The temperature development in each section will be a function of the gas

compression/decompression, thermal energy exchange with the surrounding, as well as the amount of liquid particles absorbing thermal energy. By regulating the amount of liquid particles in each section in accordance with thermal energy development and to thermal energy exchange with the surroundings, the temperature in each section will be able to be controlled. The regulation of the amount of liquid particles may occur by liquid particles that have collected thermal energy and transferred this to the pipe walls of the loop for thermal energy exchange being gathered in a container in connection to the plug. The liquid particles will them be in liquid phase, and can be pumped back into the gas section as liquid particles for a new cycle of thermal energy collection and thermal energy exchanger. By regulating how much liquid that is added to the gas section in spray or droplet phase, the temperature development for each section may also be controlled.

The temperature variations in the loop will influence the volume in each section as the section is moved around in the loop. By movement downwards the temperature will increase to a maximal level, but is reduced back to the starting temperature after thermal energy exchange in the lower part. By downwards movement the

temperature will decrease to a minimal level before returning to the starting temperature after thermal energy exchange in the upper part. Since gases expand with increasing temperature a gas section will have a larger volume during the downwards motion than during rising where the temperate is lower. This volume difference will lead to that the number of plugs may be higher on the raising side than on the descending side, and thus result in a higher pressure that must be overcome in order for the contents to circulate. By substantially isothermal compression and decompression the temperature development will be limited and thus also result in a limited pressure difference between the descending side and the ascending side.

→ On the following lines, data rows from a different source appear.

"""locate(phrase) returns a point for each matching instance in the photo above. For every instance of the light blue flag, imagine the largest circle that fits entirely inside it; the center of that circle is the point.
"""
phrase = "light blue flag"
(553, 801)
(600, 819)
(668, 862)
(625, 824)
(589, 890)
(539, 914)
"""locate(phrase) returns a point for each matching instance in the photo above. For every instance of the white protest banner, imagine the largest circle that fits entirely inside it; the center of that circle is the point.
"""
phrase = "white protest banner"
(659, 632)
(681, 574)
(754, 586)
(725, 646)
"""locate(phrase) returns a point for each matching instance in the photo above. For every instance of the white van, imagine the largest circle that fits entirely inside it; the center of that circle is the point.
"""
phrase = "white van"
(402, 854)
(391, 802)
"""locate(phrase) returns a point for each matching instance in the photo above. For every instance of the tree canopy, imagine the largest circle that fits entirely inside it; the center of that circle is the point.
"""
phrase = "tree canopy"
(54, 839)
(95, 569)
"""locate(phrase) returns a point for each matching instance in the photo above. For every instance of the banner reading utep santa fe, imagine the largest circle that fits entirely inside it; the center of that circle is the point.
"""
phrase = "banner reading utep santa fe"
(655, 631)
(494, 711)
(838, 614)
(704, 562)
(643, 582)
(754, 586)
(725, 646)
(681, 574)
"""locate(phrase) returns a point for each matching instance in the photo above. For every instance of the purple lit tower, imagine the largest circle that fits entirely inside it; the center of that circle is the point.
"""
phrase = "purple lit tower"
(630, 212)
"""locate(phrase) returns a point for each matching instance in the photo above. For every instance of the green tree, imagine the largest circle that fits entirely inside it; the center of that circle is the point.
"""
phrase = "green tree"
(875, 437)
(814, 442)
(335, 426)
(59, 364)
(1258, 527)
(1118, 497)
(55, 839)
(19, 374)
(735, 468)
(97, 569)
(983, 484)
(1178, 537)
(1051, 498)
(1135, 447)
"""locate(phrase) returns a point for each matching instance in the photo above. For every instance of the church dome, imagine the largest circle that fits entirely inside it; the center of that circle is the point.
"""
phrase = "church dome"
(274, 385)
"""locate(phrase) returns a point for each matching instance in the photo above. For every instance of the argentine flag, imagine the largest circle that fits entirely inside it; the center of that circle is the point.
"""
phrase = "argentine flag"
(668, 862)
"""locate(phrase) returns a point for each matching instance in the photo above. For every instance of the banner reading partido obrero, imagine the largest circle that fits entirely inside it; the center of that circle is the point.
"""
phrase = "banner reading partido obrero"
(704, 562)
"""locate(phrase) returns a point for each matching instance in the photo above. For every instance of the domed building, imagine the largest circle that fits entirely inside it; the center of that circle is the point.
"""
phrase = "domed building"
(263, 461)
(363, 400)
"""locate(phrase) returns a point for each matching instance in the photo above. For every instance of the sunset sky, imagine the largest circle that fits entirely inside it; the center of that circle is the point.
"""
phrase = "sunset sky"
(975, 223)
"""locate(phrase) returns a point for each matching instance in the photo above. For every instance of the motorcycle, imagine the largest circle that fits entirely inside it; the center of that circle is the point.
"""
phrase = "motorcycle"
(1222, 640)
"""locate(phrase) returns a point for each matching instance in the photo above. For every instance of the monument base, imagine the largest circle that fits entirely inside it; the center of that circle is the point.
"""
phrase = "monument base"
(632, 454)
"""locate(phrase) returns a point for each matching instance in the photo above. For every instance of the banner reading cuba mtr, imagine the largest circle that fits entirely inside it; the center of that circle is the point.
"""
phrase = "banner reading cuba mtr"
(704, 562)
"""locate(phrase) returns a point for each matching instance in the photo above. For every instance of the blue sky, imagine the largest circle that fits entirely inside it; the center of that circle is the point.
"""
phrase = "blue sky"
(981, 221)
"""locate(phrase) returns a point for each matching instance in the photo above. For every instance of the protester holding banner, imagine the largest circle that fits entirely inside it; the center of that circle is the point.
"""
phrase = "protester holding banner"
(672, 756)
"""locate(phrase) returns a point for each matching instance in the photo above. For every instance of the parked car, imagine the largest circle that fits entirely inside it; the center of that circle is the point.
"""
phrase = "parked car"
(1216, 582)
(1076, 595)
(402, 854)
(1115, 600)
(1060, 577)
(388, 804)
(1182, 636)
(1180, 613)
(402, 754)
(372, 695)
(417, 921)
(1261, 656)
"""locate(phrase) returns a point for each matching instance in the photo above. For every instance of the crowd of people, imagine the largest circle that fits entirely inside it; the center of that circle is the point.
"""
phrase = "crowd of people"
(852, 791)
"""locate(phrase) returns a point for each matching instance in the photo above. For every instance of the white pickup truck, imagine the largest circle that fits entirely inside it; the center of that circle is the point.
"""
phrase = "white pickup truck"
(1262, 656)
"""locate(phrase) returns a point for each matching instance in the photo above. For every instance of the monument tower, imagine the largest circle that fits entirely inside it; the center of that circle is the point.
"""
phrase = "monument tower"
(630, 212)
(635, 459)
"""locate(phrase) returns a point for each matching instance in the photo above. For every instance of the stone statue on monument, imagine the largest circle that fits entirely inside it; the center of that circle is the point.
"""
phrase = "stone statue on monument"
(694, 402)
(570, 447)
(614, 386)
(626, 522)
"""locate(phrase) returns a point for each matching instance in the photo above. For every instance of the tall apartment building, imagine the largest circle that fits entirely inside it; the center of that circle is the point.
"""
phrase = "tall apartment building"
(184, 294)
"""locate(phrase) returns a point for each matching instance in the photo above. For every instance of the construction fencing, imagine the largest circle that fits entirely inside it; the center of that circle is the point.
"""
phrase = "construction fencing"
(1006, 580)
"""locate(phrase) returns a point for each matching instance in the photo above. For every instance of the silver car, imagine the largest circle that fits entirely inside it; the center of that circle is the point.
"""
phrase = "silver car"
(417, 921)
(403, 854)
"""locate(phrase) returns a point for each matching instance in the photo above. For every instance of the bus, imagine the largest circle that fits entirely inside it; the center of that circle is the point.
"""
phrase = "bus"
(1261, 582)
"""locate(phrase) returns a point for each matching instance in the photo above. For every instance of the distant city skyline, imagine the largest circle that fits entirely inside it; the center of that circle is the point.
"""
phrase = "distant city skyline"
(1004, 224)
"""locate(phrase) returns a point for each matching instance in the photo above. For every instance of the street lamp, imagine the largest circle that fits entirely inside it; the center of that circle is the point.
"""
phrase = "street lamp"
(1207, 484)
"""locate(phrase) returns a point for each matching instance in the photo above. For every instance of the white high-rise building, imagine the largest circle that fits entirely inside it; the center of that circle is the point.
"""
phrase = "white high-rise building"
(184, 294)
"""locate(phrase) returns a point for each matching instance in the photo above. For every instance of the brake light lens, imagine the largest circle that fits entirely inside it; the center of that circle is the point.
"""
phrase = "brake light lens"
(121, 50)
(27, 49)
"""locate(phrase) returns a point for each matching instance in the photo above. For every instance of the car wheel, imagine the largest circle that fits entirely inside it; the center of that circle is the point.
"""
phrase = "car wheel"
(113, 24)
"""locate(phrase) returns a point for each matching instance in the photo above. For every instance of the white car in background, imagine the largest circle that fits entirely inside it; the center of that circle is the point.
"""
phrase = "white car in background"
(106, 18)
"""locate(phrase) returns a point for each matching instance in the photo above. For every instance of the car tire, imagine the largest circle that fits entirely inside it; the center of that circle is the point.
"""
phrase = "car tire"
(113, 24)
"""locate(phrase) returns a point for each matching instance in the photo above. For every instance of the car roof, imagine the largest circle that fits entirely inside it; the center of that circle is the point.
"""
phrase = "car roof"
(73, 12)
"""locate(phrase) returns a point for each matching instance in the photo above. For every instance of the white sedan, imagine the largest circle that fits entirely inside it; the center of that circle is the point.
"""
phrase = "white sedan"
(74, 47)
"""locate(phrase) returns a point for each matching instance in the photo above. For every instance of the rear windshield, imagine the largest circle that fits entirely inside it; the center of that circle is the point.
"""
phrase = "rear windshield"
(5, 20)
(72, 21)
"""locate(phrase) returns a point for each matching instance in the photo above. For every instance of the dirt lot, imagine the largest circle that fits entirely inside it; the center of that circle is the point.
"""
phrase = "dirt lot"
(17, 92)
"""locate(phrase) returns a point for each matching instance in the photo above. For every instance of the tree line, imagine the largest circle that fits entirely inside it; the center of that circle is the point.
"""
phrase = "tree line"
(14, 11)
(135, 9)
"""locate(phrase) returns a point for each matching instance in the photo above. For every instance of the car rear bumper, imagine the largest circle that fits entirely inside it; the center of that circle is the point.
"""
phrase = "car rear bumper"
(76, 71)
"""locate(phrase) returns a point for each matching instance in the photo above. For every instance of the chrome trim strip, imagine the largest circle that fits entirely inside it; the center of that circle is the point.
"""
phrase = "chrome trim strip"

The thermal energy exchanger will be connected to a pump device or an accelerator device that can drive the circulation of the contents in the loop. In addition to overcoming the pressure differentials that results from the temperature variation the pump/accelerator device must overcome the friction in the system, both from the plugs and the gas sections. With compression and decompression of the gas sections the velocity of the plugs will vary during a cycle in the loop. In the lower part the velocity will be low since the gas sections are compressed. During the rise the gas section will expand, and the velocity of the plugs will increase and reach a maximum velocity at the top of the loop. The relationship between the velocity in the bottom and the velocity at the top will be a function of the degree of compression in the system. The thermal energy exchange to an external medium will be adapted to the energy system that the thermal energy exchanger is part of. In some installations it will be an advantage to have energy exchange that is concentrated around the top and bottom of the loop. In other installations thermal energy exchange will be preferably in shorter or longer parts of the ascent and decent. The thermal energy exchanger will be able to adjust the transferal of thermal energy to the external medium by collecting thermal energy in the plugs and regulating when the thermal energy is to be transferred to the pipe walls. Each installation will have pipe walls with heat conducting abilities adapted to the energy system the installation is designed for. Thus, there will be areas where the pipe walls will be fitted with thermal insulation in order to avoid loss of thermal energy, as well as areas with thermal energy exchange where the pipe walls has good heat conduction ability to the external medium in order to avoid thermal energy loss to the surroundings the hole thermal energy exchanger will be heat insulated in order to reduce the loss of effect in the system.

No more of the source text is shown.